Массовая технологизация. Массовая милитаризация.
Подготовка к массовому исходу.
*****
— Да пойдем, Адам, — сказала Фарида. — Шариф тебя там ждет.
Это скорее аргумент «против», нежели «за».
— Ну пойдем, — повторила она, вытирая полотенцем короткие черные волосы. — Это наше будущее.
Она вздохнула.
— Уж какое есть, — добавила Фарида.
У нее между глаз появились первые отчетливые морщинки. Жизнь бок о бок с Адамом еще никому не приносила ничего хорошего.
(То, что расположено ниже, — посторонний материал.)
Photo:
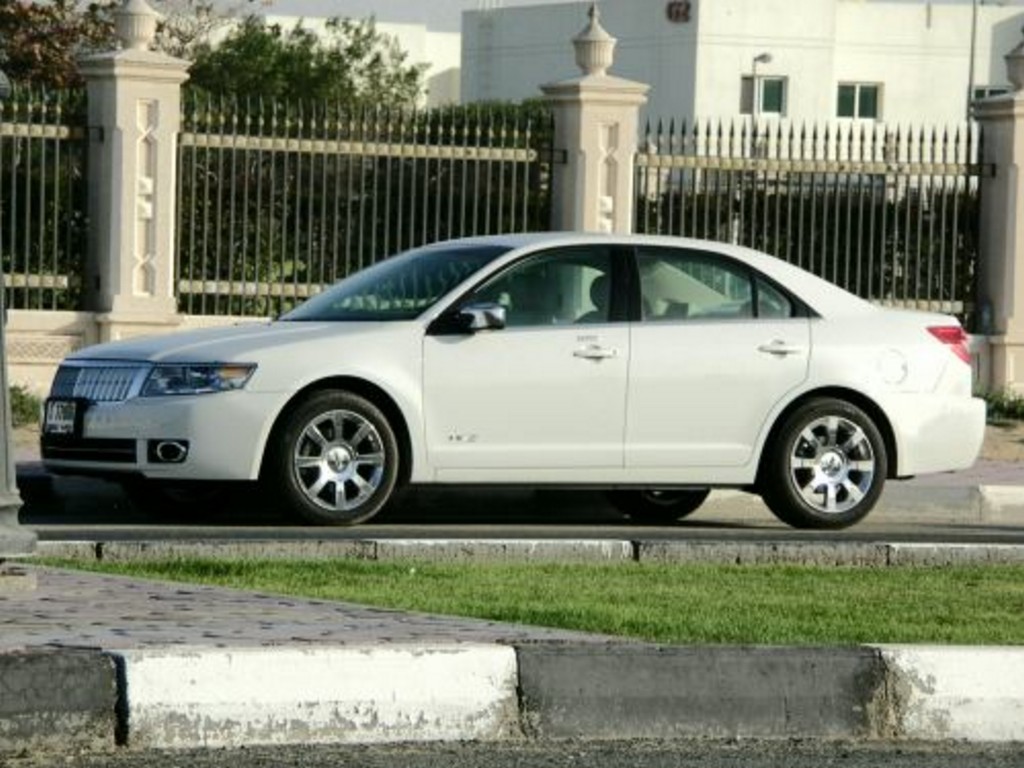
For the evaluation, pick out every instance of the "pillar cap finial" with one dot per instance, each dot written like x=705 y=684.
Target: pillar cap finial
x=135 y=23
x=594 y=46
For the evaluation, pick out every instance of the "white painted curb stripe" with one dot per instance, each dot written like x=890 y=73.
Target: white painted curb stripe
x=231 y=697
x=973 y=693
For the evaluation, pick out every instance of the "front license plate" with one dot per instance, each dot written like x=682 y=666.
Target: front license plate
x=60 y=417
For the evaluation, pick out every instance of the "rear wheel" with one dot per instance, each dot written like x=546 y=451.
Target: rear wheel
x=826 y=466
x=656 y=505
x=336 y=462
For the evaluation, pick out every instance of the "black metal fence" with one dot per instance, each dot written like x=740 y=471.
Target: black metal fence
x=43 y=199
x=276 y=201
x=889 y=213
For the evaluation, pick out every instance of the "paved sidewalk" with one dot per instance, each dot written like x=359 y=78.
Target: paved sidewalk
x=98 y=663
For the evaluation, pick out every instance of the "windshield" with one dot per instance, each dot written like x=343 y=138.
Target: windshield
x=399 y=288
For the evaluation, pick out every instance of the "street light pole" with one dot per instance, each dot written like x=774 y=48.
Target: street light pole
x=14 y=541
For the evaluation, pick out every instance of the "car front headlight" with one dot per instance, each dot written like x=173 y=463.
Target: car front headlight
x=198 y=378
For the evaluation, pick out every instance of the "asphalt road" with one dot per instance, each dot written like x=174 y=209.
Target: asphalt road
x=78 y=509
x=744 y=754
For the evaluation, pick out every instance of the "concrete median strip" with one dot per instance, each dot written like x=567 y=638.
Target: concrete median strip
x=232 y=697
x=214 y=697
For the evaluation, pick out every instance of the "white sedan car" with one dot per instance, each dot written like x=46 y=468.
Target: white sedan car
x=653 y=368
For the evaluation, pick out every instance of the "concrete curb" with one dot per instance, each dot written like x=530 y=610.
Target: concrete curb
x=207 y=697
x=809 y=552
x=233 y=697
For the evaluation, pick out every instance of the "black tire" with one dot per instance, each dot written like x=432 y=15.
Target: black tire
x=653 y=506
x=830 y=481
x=335 y=460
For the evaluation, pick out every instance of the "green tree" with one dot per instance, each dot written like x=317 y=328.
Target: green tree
x=39 y=42
x=350 y=62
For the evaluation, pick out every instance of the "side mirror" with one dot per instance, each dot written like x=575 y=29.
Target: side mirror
x=487 y=316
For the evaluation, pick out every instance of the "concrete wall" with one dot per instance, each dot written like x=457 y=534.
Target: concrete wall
x=919 y=52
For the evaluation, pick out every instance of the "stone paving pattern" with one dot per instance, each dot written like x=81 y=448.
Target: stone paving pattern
x=87 y=610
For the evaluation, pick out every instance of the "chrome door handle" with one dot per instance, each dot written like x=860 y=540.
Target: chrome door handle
x=595 y=352
x=780 y=348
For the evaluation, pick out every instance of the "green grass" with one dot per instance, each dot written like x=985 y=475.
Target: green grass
x=675 y=604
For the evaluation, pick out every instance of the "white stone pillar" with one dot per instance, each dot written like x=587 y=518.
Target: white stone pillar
x=134 y=117
x=596 y=122
x=1000 y=268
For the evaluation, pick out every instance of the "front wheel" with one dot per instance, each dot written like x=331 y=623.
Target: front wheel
x=336 y=460
x=826 y=466
x=652 y=505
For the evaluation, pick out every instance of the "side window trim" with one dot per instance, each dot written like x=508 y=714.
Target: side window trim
x=798 y=307
x=610 y=251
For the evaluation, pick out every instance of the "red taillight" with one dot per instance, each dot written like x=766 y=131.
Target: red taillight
x=955 y=338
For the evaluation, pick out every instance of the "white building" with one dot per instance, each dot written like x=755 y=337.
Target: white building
x=438 y=50
x=811 y=59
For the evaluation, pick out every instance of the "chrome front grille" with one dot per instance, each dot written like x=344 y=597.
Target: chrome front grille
x=98 y=382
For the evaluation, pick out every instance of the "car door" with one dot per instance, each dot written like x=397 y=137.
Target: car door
x=544 y=396
x=716 y=349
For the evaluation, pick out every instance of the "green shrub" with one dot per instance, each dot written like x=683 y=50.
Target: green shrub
x=1005 y=406
x=25 y=407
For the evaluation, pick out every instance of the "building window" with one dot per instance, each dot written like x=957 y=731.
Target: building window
x=770 y=95
x=987 y=91
x=859 y=100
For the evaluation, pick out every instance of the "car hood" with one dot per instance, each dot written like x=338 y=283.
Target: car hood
x=236 y=343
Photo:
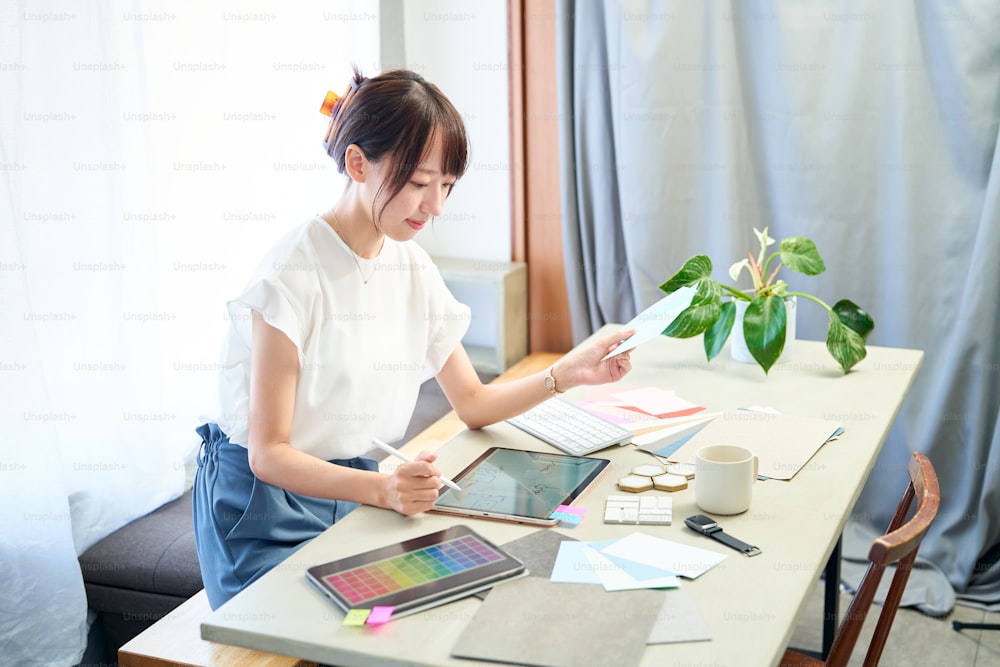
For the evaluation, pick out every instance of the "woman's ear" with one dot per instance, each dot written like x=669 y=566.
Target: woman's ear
x=356 y=163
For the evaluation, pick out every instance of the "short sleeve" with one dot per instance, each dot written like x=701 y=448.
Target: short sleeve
x=449 y=321
x=275 y=305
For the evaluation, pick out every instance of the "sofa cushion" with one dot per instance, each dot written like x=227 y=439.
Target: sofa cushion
x=153 y=554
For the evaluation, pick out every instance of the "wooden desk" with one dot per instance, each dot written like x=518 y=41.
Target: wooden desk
x=749 y=605
x=176 y=638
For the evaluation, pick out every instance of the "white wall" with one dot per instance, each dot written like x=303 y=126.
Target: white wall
x=461 y=47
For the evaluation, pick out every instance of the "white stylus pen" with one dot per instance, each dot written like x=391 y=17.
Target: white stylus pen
x=389 y=449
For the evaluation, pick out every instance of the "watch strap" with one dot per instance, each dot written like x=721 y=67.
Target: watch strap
x=721 y=536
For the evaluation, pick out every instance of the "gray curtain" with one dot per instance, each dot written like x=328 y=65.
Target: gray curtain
x=868 y=127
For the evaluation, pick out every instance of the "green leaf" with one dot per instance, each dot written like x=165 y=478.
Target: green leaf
x=716 y=335
x=694 y=269
x=844 y=343
x=764 y=329
x=854 y=317
x=800 y=254
x=700 y=314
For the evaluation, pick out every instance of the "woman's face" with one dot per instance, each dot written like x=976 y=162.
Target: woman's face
x=421 y=197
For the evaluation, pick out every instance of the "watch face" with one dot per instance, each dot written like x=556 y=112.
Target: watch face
x=700 y=522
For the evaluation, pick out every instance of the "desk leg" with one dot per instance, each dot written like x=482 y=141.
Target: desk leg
x=831 y=598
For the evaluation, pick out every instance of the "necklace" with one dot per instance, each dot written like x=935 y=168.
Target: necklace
x=354 y=255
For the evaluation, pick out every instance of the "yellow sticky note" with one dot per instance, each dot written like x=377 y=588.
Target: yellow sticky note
x=357 y=616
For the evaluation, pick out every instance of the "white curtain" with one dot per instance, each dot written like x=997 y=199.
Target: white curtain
x=149 y=153
x=869 y=127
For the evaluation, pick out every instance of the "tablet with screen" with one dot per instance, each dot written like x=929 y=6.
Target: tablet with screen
x=423 y=572
x=517 y=485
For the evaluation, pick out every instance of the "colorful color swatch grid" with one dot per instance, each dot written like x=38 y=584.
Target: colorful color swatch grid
x=372 y=581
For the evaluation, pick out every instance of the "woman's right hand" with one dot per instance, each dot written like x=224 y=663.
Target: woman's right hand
x=413 y=487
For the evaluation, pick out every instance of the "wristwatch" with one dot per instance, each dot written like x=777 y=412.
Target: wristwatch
x=708 y=527
x=550 y=382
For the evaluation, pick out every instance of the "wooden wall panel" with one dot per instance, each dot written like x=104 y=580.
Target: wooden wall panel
x=538 y=234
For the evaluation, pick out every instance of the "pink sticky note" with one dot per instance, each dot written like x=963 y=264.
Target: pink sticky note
x=356 y=616
x=380 y=615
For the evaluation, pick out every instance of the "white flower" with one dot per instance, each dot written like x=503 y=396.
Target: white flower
x=734 y=270
x=764 y=239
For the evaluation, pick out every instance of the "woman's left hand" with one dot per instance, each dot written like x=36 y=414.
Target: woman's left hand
x=587 y=365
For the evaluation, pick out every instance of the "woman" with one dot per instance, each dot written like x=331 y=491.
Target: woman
x=332 y=337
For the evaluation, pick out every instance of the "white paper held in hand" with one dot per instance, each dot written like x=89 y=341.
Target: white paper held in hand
x=651 y=322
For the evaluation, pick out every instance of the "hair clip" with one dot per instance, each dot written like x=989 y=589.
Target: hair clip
x=328 y=103
x=333 y=106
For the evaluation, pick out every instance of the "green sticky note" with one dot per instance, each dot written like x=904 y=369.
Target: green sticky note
x=357 y=616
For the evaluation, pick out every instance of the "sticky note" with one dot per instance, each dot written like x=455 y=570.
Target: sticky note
x=357 y=616
x=380 y=615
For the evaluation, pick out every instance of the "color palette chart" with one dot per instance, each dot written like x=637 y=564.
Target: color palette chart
x=361 y=584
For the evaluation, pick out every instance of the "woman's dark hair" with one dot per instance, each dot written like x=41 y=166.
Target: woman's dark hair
x=395 y=115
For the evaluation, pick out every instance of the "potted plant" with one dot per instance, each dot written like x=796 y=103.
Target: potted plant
x=765 y=319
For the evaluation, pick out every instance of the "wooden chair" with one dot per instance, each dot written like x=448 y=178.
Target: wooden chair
x=898 y=545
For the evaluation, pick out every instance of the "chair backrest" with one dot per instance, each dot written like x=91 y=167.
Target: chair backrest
x=898 y=545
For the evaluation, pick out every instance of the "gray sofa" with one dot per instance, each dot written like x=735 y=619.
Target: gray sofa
x=142 y=571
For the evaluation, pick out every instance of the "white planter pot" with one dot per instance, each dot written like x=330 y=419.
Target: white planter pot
x=738 y=346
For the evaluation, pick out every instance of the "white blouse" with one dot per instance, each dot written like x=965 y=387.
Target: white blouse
x=364 y=348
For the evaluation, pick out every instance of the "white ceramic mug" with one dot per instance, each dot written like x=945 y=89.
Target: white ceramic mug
x=724 y=478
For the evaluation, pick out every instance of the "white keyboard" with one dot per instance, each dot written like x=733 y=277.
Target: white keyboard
x=570 y=428
x=653 y=510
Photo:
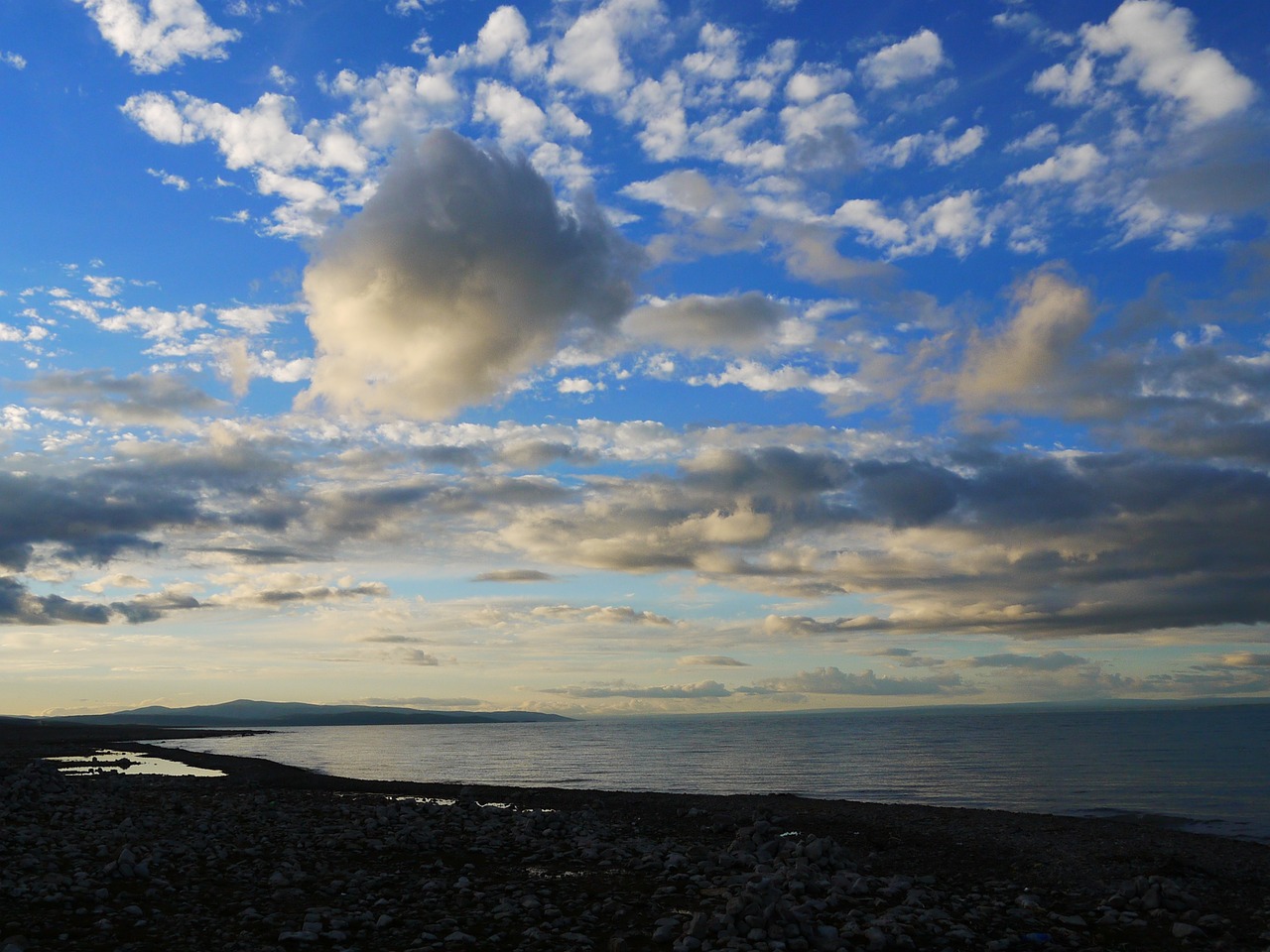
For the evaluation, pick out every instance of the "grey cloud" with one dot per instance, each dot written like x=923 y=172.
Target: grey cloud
x=830 y=680
x=1020 y=543
x=911 y=493
x=908 y=657
x=148 y=400
x=263 y=555
x=515 y=575
x=460 y=275
x=463 y=702
x=536 y=453
x=602 y=615
x=317 y=593
x=416 y=656
x=150 y=608
x=1246 y=658
x=698 y=322
x=705 y=689
x=91 y=518
x=1019 y=366
x=806 y=626
x=779 y=471
x=1049 y=661
x=21 y=607
x=382 y=509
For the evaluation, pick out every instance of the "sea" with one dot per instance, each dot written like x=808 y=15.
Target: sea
x=1197 y=769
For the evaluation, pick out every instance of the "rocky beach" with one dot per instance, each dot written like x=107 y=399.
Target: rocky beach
x=270 y=857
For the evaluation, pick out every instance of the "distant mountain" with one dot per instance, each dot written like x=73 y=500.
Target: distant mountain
x=275 y=714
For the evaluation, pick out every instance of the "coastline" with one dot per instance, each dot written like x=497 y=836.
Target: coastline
x=998 y=878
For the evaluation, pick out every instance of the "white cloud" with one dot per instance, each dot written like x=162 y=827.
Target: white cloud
x=703 y=322
x=719 y=56
x=259 y=135
x=506 y=35
x=252 y=320
x=1069 y=164
x=281 y=77
x=866 y=214
x=518 y=118
x=940 y=149
x=177 y=181
x=658 y=107
x=1153 y=40
x=460 y=275
x=172 y=31
x=1040 y=137
x=578 y=385
x=830 y=680
x=837 y=111
x=100 y=286
x=912 y=59
x=1033 y=348
x=1071 y=85
x=948 y=151
x=953 y=222
x=395 y=102
x=776 y=380
x=589 y=55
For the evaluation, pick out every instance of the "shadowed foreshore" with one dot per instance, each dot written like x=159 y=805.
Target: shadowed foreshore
x=277 y=857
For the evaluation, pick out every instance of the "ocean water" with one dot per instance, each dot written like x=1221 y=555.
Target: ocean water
x=1201 y=769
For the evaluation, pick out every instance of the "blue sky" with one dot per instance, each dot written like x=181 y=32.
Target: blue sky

Как она его только терпит? Он и сам-то себя терпит с трудом.
*****
Фарида спасла его. Вытащила с острова, была рядом те три месяца, что он валялся после ЭМП-удара, сражалась с Шарифом по поводу биоаугментаций, которые в него запихивали — подавляющее большинство не прошло и тестовых фаз (куда в такое время до тестовых фаз), а одним вечером просто взяла и осталась. «Закажем пиццу, — сказала она. — И посмотрим Saturday Night Live».
Адам не сказал «да». Вместо этого сказал — «с пепперони и двойным
сыром». Сам не понял, почему; то ли из чувства благодарности, то ли понимая, что еще немного, и он введет себе в вену смертельную долю какой-нибудь медицинской дряни.
И следующим утром, увидев рядом с собой смуглую спину с трогательно торчащими лопатками, почувствовал себя виноватым не перед одной, а аж перед двумя женщинами.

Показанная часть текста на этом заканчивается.